As we got older, my family watched lots of other movies together, enough times that we knew the songs and the jokes and the right time for a bathroom break. Some of our favorites included the Indiana Jones movies (the first and third), the Back to the Future movies (the first and third), the Star Wars movies, the Romancing the Stone movies, Three Men & a Baby, the aforementioned City Slickers, The Secret of My Success and Doc Hollywood. Apparently we had a thing for Michael J. Fox back then.
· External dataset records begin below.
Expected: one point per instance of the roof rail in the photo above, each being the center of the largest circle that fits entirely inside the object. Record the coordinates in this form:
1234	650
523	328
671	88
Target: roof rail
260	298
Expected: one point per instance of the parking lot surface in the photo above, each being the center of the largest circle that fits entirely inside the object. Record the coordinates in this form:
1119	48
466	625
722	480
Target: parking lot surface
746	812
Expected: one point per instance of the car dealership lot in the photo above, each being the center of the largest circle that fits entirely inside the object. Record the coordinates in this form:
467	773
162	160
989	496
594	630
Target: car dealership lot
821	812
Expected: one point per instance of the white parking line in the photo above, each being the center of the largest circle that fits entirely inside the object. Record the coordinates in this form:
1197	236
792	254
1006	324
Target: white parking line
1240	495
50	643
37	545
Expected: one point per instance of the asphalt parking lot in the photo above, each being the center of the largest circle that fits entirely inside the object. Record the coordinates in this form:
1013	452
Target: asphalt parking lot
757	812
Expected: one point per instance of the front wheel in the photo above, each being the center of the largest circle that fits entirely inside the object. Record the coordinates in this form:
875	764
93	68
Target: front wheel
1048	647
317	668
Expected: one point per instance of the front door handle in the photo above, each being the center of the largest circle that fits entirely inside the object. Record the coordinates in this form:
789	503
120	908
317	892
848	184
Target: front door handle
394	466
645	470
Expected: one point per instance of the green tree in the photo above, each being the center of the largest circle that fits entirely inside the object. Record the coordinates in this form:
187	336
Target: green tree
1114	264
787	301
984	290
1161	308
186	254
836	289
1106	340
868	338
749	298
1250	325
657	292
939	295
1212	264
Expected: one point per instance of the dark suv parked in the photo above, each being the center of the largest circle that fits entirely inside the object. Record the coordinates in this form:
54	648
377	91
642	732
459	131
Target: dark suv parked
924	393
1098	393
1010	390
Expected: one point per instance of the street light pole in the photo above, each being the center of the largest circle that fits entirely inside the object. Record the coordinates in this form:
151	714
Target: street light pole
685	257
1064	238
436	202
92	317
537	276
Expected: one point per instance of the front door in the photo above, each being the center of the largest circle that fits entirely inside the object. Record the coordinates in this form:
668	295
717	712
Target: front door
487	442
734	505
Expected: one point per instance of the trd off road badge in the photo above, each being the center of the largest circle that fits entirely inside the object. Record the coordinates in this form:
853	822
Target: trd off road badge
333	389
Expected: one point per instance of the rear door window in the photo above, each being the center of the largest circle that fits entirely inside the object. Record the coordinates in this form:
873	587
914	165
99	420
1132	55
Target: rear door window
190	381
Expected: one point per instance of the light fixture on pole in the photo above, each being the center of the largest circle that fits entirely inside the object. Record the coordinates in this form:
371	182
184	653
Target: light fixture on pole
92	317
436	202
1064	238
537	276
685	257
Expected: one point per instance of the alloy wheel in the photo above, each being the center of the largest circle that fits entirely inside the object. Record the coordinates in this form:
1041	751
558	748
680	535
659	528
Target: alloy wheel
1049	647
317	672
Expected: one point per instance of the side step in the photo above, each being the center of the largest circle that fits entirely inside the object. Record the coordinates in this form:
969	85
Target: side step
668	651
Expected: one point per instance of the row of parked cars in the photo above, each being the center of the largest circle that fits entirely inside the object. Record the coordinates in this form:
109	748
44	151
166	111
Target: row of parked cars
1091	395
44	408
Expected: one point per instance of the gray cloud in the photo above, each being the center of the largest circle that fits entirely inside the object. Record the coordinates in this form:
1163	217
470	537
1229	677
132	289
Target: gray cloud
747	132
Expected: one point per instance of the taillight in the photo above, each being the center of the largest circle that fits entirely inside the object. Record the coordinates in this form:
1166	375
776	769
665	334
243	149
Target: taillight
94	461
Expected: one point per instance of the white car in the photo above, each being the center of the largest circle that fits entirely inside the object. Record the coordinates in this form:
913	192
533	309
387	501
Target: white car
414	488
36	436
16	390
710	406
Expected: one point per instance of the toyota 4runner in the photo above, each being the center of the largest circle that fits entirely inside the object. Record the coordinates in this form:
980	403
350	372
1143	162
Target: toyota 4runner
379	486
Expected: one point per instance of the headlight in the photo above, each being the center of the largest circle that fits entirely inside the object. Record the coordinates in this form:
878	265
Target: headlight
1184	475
One of our favorites was elevated to a whole new level when my brother and I were in a school play. Though we’d watched Wizard of Oz lots of times, we fell in love with the story even more when I played Glinda the Good Witch and my brother accompanied the musical during my senior year of high school.

That’s why I was so excited to attend a screening of Oz the Great & Powerful.

Oz: I don’t want to be a good man . . . I want to be a great one.

I wanted Oz to be a great movie; I really did. It wasn’t.

It had some good parts, though, and seeing it on a giant screen in 3D was certainly an experience! (I even ended up sitting next to a well-known movie critic from one of our local TV stations. That guy was as entertaining as the movie!)

Here’s the lowdown: Oz is colorful and kind of whimsical and occasionally funny. It’s also surprisingly intense for a PG-rated movie and has some fairly adult themes and dialogue for a PG-rated movie.

Then again, maybe I don’t know what a PG-rated movie is supposed to be like. So I’ll say it this way instead: I definitely won’t take Annalyn to see this one. She is, after all, the same girl who informed me a week ago that she only wants to watch the songs from The Lion King, because the movie has scary parts. So realistic flying baboons with crazy teeth lunging at me through the screen? Probably not going to work for her – or, really, any young children.

My favorite part of the movie (which I saw in 3D) was actually the opening credits. They are awesome and made me question my life-long dislike of 3D. (Then the flying through the air and falling down the waterfall happened. And I remembered why I don’t do 3D.)

The actors were hit or miss. Michelle Williams and Rachel Weisz were pretty good (and, in case you’re wondering, I’ve decided that I’d like Weisz to play me in the movie of my life. Not because I’m like her. But because I want to be. But I’m not.). Unfortunately, Mila Kunis seemed unbelievable and then way over the top. Although her black leather pants – though completely unlikely to exist in 1905 – were pretty hot.

And then there was James Franco. YOU GUYS. I just don’t know about this guy. I wondered: Was he TRYING to be cheesy? Is this supposed to be campy? Because he wasn’t quite THERE . . . but he didn’t come off as sincere either. Almost but . . . not quite.

{And don’t even ask me how I felt when I discovered, while doing my very serious blog research on Wikipedia, that Robert Downey, Jr. was considered for the part of Oz. Don’t. Even. Ask.}

The story itself was okay. It seemed weird, after seeing Wicked, because the story was completely different. But it wasn’t bad. Well, except for how the Wicked Witch becomes the Wicked Witch. That part seemed a little far-fetched. {But probably only because I’ve seen Wicked.}

But the parallel of a person from Kansas getting sucked through a tornado and landing in Oz, then going on a journey with a ragtag group of companions was nice. And Zach Braff as the monkey was funny – and pulled the best performance out of Franco, honestly.

I did miss the music. I knew it wasn’t a musical, but I guess because I’ve seen Wizard of Oz so many times – enough to have even the background music memorized – I anticipated hearing the Emerald City song when we saw the Emerald City and Follow the Yellow Brick Road when we saw the yellow brick road.

So, in summary, Oz wasn’t my favorite movie and I won’t be taking Annalyn to see it. BUT it was fun and colorful, and I’d definitely take an older kid to see it.

One last thing, though. Do you remember Glinda’s dress in the original movie? Do you? I do, and you want to know why? BECAUSE I HAD TO WEAR IT. Or, you know, something like it. Whereas Michelle Williams got a GORGEOUS, simple, NOT pink and NOT fluffy gown.

That is not fair. Not fair at all.

Will you be going to see Oz the Great & Powerful?
What were your favorite movies as a child?